A l’instant où il passait la porte de la brasserie, il posa sur moi un regard équivoque, entre surprise et ravissement contenu. J’interceptai son sourire, lui renvoyai à l’identique comme une politesse amicale face aux facéties du destin. Pourtant, malgré cette complicité asymétrique, il ne se dirigea pas vers moi. Ou plutôt, il bifurqua, presque à angle droit devant ma table. Provocation, rancœur, timidité ? Quelle était la raison de cette esquive ? Une feinte, une ruse pour mieux m’hameçonner ! La réponse fut brutale ! Une superbe rousse aux yeux verts pétillants. J’ai toujours été très sensible aux charmes féminins, non par orientation sexuelle, mais parce que je sais reconnaitre une belle femme, comme je sais reconnaitre un bel homme. En fait tout réside dans l’allure, le port de tête et la prestance des épaules.
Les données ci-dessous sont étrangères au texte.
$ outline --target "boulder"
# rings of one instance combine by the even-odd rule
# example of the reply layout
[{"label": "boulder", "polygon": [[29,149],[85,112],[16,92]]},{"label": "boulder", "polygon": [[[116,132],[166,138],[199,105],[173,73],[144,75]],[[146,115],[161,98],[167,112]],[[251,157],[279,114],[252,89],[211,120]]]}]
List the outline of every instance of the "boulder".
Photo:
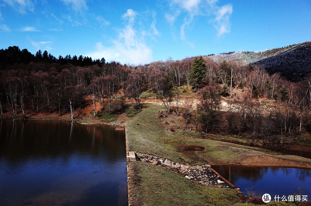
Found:
[{"label": "boulder", "polygon": [[157,165],[158,161],[154,161],[154,162],[152,162],[152,164],[153,165]]},{"label": "boulder", "polygon": [[170,160],[165,160],[165,161],[164,161],[164,164],[165,165],[171,166],[172,165],[172,162],[171,162]]},{"label": "boulder", "polygon": [[223,184],[224,183],[225,183],[225,182],[223,181],[222,181],[221,180],[217,180],[217,183],[218,183],[219,184]]}]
La belle rouquine, savait à merveille mettre en valeur la séduction de ses rondeurs. Un véritable talent en vérité, elle était rayonnante, pire solaire. J’étais sous le charme et compris sans aucune jalousie, qu’il ait poursuivi son chemin, plutôt que de venir me saluer au nom du bon vieux temps.
Le destin ! Y croire ou pas. Mais parfois il s’impose comme une certitude incontournable.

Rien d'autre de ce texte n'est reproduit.